DC-ADM 801 provides the mechanism for prisoners to complain about matters relating to being placed in disciplinary custody or administrative custody. ECF No. 57 at 6 to 7. The Moving Defendants concede that Plaintiff's claim regarding Defendant Reisinger allegedly denying Plaintiff procedural due process by not permitting him to call his witnesses at his misconduct hearing was exhausted via the process in DC-ADM 801. ECF No. 57 at 7 to 8.
In response, Plaintiff argued that "Ms. Kennedy [the Grievance Coordinator at SCI-Forest] refused to process plaintiff's grievances [It must be noted that Ms. Kennedy is married to Defendant Mongelluzzo] [and so] the inmate grievance system was no longer available to him because the inmate grievance system policy (DC-ADM 804) does not provide any instructions or remedies to plaintiff where the grievance officer refuses to process an inmate grievance." ECF No. 61 at 2. Plaintiff also filed two Declarations. In the first one, he declared that "I, Marty Dunbar, certify that I did submit numerous timely grievances to Ms. Kennedy, SCI-Forest Grievance Officer, and she refused and interfered with processing my grievances. The Grievance policy does not have a remedy when this occurs." ECF No. 61 at 8. In the second Declaration, he averred that "I, Marty Dunbar, hereby certify that I did submit inmate grievances related to each of my claims set forth in my complaint within the time period mandated by the Department's DC-ADM 804 Policy. All of my grievances went unanswered and the DC-ADM Policy failed to instruct me on what I was to do when the grievance coordinator failed to respond to my grievances." ECF No. 74.
(1) DC-ADM 804 addresses the issue of what to do when no response is provided to a grievance.
Plaintiff is mistaken on several grounds. First, Plaintiff is mistaken that the DC-ADM 804 does not address the issue of what to do when a grievance official fails to respond to or refuses to process a grievance. The DC-ADM 804 is explicit in that it states:
2. The Inmate Grievance System is intended to deal with a wide range of issues, procedures or events that may be of concern to an inmate. . . .DC-ADM 804 VI.A.1 to 6 (footnote omitted). Hence, it is clear that "Inmate Grievance System is intended to deal with a wide range of issues, procedures or events that may be of concern to an inmate[.]" (emphasis added). This provision would, by its plain language, include concerns regarding a Grievance Coordinator's alleged failure to process or respond to grievances. See, e.g., Matthews v. Villella, No. 4:CV-08-0964, 2011 WL 2360217, at *6 (M.D. Pa. May 18, 2011); McClain, Jr. v. Alveriaz, Civ. No. 07-5551, 2009 WL 3467836, at *7 (E.D.Pa. Oct. 26, 2009).

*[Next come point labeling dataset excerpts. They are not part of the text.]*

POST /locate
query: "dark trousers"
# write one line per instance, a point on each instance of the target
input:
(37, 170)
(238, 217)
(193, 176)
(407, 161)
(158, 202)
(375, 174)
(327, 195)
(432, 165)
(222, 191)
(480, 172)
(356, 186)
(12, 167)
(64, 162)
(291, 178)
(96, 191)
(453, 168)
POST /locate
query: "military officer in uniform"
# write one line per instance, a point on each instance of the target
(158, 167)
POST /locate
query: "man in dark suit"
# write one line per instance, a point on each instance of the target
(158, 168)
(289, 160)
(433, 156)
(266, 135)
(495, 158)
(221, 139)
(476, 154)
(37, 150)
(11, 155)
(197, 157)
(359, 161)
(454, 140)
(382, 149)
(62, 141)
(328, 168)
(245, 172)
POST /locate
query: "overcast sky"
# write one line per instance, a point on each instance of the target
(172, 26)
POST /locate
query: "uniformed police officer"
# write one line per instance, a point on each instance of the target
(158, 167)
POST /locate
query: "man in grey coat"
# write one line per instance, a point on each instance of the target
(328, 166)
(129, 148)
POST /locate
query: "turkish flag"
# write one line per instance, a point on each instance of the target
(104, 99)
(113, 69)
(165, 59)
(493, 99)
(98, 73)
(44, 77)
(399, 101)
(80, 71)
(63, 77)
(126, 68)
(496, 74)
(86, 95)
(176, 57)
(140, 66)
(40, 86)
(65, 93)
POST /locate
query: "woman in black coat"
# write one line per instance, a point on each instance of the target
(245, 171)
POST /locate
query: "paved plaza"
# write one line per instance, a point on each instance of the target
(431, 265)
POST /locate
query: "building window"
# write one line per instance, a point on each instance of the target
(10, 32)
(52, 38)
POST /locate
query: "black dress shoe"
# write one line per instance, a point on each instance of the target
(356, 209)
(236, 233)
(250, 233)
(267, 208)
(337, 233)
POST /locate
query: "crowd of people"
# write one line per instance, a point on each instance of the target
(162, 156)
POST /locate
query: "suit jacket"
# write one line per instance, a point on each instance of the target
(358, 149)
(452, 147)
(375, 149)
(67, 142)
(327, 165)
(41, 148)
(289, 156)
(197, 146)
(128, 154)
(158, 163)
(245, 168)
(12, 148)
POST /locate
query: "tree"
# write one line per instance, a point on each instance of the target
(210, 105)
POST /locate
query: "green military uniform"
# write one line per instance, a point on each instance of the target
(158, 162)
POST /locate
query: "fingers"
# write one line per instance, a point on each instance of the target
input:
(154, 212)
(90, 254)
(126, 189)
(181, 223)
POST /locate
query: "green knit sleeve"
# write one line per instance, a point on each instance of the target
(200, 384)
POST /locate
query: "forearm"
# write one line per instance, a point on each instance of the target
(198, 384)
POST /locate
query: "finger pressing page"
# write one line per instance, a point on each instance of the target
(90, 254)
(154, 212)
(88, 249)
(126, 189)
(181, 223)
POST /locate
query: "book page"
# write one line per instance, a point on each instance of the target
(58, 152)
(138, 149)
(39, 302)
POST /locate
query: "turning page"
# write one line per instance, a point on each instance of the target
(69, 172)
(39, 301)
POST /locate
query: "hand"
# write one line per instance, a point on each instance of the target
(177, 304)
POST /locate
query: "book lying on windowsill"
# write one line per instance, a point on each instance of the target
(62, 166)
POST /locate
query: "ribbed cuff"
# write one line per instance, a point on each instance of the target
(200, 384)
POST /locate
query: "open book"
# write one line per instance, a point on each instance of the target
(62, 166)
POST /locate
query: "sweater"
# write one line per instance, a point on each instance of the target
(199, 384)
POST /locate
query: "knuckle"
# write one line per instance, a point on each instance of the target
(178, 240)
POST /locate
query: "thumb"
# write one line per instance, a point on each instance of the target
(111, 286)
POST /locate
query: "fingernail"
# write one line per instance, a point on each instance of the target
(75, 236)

3. It shall be the responsibility of the Unit Manager or Officer-In-Charge to address written or verbal concerns submitted by an inmate in an expedient manner. The Unit Manager or Officer-In-Charge shall review the concern, determine a resolution or take other appropriate action. It is preferable, when possible, to resolve concerns quickly and informally rather than through the official grievance process. The Unit Manager or Officer-In-Charge shall document the results of the resolution, including the parties involved in the DC-14, Cumulative Adjustment Record.
4. Where an inmate has a concern that he/she is unable to resolve, the inmate is encouraged to attempt resolution of the concern informally by use of a DC-135A, Inmate Request to Staff or direct conversation with the Unit Manager or Officer-In-Charge prior to submitting a DC-804, Part 1, Official Inmate Grievance form (Attachment A). Staff who receive verbal or written concerns from an inmate are expected to attempt to resolve any non-frivolous concerns.
. . . .
6. A grievance must be submitted to the Facility Grievance Coordinator using the DC-804, Part 1. Every grievance must be signed and dated by the inmate. Forms will be readily available on all housing units. All copies, with the exception of the inmate's copy (GOLDENROD), shall be forwarded to the Facility Grievance Coordinator. The PINK copy will be returned to the inmate, acknowledging acceptance of the grievance.
The court takes judicial notice of DC-ADM 804, issued December 1, 2004 and effective January 3, 2005, which was apparently the version in effect at the time that Plaintiff would had to have utilized the grievance procedures in order to exhaust his administrative remedies. It would be helpful in the future for the Attorney General's Office to provide copies of the correct version of the DC-ADM 804 which governs the relevant time period in their dispositive motions.
(2) Plaintiff knew what to do when he received no response.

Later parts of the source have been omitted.